Erich Segal (born June 16, 1937 in Brooklyn, New York) is an American author, screenwriter and educator.
The son of a rabbi, Segal attended Midwood High School in Brooklyn and traveled to Switzerland to take summer courses. A brilliant student, he attended Harvard University, graduating as both the class poet and Latin salutatorian in 1958 after which he obtained his Master's degree and a Doctorate. He was a professor of comparative literature at Yale University and in 1967, from the story by Lee Minoff, he wrote the screenplay for The Beatles 1968 motion picture, Yellow Submarine.
In the late 1960s, Erich Segal collaborated on other screenplays and also had written a romantic story by himself about a Harvard and a Radcliffe student, but failed to sell it. However, literary agent Lois Wallace at the William Morris Agency, suggested he turn the script into a novel and the result was a literary and motion picture phenomenon called Love Story. A New York Times No. 1 bestseller, the book became the top selling work of fiction for all of 1970 in the United States and was translated into more than twenty languages worldwide. The motion picture of the same name was the number one box office attraction of 1971.

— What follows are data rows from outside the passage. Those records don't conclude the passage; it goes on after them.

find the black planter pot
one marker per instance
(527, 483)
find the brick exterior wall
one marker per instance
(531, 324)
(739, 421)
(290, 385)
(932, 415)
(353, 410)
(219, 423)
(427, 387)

Erich Segal went on to write more novels and screenplays including the 1977 sequel to Love Story, called Oliver's Story. He has published a number of scholarly works as well as teaching at the university level. He has acted as a visiting professor for the University of Munich, Princeton University, and Dartmouth College.
Segal has been married to Karen Marianne James since 1975; they have two daughters.